JL: It's identical. It's shooting, shooting, shooting. What's interesting as a director, and even studio executives don't understand this, is that if you're directing a $200 million movie with six million people, it's the same as directing a $25,000 movie with three people. The director's job is, "You stand there and do that," or "This is the shot I want." The logistics change, but the job remains the same. And I enjoy the job.

O: A studio is likely to give a $200 million movie a bigger push, though, so more people are likely to see it. Does that matter to you?

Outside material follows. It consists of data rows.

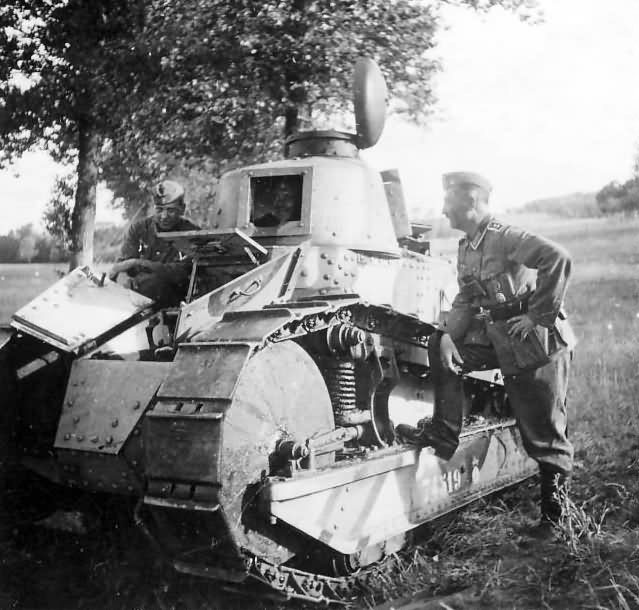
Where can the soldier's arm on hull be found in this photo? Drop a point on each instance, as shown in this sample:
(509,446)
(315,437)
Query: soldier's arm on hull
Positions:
(553,265)
(131,244)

JL: Marketing does have a lot to do with the success of a film. But even more so, and especially since home video, I've learned that a movie has a life of its own. A movie goes out there, and it exists, and it continues. I'm always fascinated by what movie people bring up when they approach me. Animal House is interesting, in the U.S., because of how many people—including President Bush and Senator Kerry—say it's their favorite movie. You know that George W. Bush thinks he's a Delta. You know that they think they're the good guys. It's just fascinating to me. That picture really spoke to people, and it continues to speak to people. I also get Blues Brothers a lot, especially in Asia and Europe. I get ¡Three Amigos!, I get Trading Places, I get "Thriller" a lot around the world. But you never know what's going to touch somebody. I was in the Czech Republic, and this major Czech critic came up to me and said, "Oh, Mr. Landis, I've always wanted to meet you. You made my favorite film." And it turned out to be Spies Like Us, which is this completely silly Cold War comedy that I made. It turns out that during the Soviet occupation of the Czech Republic, it was pretty severe. They were crushed, and there were very strict rules. This critic, his father had built a satellite dish, and he stole the movie from Rupert Murdoch's Sky Channel, and basically had a bootleg tape of Spies Like Us. He told me that people used to come and sit in the garage and watch Spies Like Us, like these secretive meetings. I said, "What about Spies was so enthralling?" And he said, "You were making fun of the Russians and the Americans." They just found it so liberating and exciting, that it was mocking what was oppressing them. It had never occurred to me that Spies Like Us would be inspiring to people. So, you know, you make a movie, and it goes out there and has a life of its own.